La
question de l’organisation de la gauche tunisienne fait débat. Et ce
débat fait rage. En effet, il ne se passe pas une semaine sans que ne
paraisse un article, une contribution ou une réflexion là-dessus. Untel
qui rêve de la construction du « Grand Parti de la Gauche », tel autre,
plus réaliste, qui appelle au regroupement de toutes les formations de
la gauche au sein d’un front. Chacun y va de son couplet sur le type
d’organisation à même de renforcer la gauche, de lui permettre d’occuper
une meilleure place sur l’échiquier politique. Ces initiatives sont
louables. Elles dénotent d’une envie de sortir de la situation actuelle
de faiblesse, mais, surtout, elles sont révélatrices d’un malaise, d’une
frustration et d’une prise de conscience d’un problème. Toutefois,
celle-ci demeure superficielle : l’état d’incapacité politique de la
gauche tunisienne aujourd’hui ne tient pas tant à des défauts
d’organisation. Il est plus profond, car il tient, nous semble-t-il, à
l’absence de vision et, donc, de projet pour la société tunisienne.

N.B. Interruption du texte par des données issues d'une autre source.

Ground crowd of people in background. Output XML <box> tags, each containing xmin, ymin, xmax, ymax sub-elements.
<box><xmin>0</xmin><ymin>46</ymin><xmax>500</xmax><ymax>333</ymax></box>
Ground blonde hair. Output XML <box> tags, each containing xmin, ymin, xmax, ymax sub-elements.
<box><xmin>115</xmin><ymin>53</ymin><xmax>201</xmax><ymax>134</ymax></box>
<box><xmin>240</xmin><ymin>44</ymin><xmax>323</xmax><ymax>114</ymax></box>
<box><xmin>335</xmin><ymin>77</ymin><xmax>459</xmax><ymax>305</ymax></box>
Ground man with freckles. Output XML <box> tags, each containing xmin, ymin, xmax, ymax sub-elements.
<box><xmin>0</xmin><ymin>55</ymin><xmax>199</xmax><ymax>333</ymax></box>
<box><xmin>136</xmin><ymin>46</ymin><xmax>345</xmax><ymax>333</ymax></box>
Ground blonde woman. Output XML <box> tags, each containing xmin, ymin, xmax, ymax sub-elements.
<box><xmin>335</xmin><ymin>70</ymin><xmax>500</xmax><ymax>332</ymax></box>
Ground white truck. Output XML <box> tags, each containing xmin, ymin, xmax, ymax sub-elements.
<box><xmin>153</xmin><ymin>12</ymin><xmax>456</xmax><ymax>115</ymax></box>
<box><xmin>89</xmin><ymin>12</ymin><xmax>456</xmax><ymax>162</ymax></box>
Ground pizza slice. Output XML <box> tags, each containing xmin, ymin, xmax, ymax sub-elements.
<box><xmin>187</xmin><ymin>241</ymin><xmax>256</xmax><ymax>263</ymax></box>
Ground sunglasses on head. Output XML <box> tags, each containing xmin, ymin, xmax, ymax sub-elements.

Mais quelle est, d’abord, la position de la gauche sur la scène politique tunisienne ? Elle n’est pas fameuse ! Au sortir des dernières élections législatives, et malgré un mode de scrutin censé disperser la représentation des citoyens, nous nous trouvons avec une claire bipolarisation politique autour de deux grands partis, deux grands courants de la société, opposés essentiellement sur le modèle sociétal : conservateur contre réformiste. Très loin derrière ces deux mastodontes, la gauche arrive avec une quinzaine d’élus obtenus grâce aux plus forts restes. Ce qui montre clairement qu’elle n’est pas enracinée dans la société tunisienne et que son électorat se limite essentiellement à des élites urbaines. Et on ne peut pas, dans ce cas, parler de troisième force, car on n’a pas perçu de capacité ou d’efficacité politique venant de ce groupe parlementaire, qui se cantonne jusqu’ici dans le registre qu’il maîtrise le mieux, celui de la contestation. Autrement dit, il ne pèse pas sur les choix.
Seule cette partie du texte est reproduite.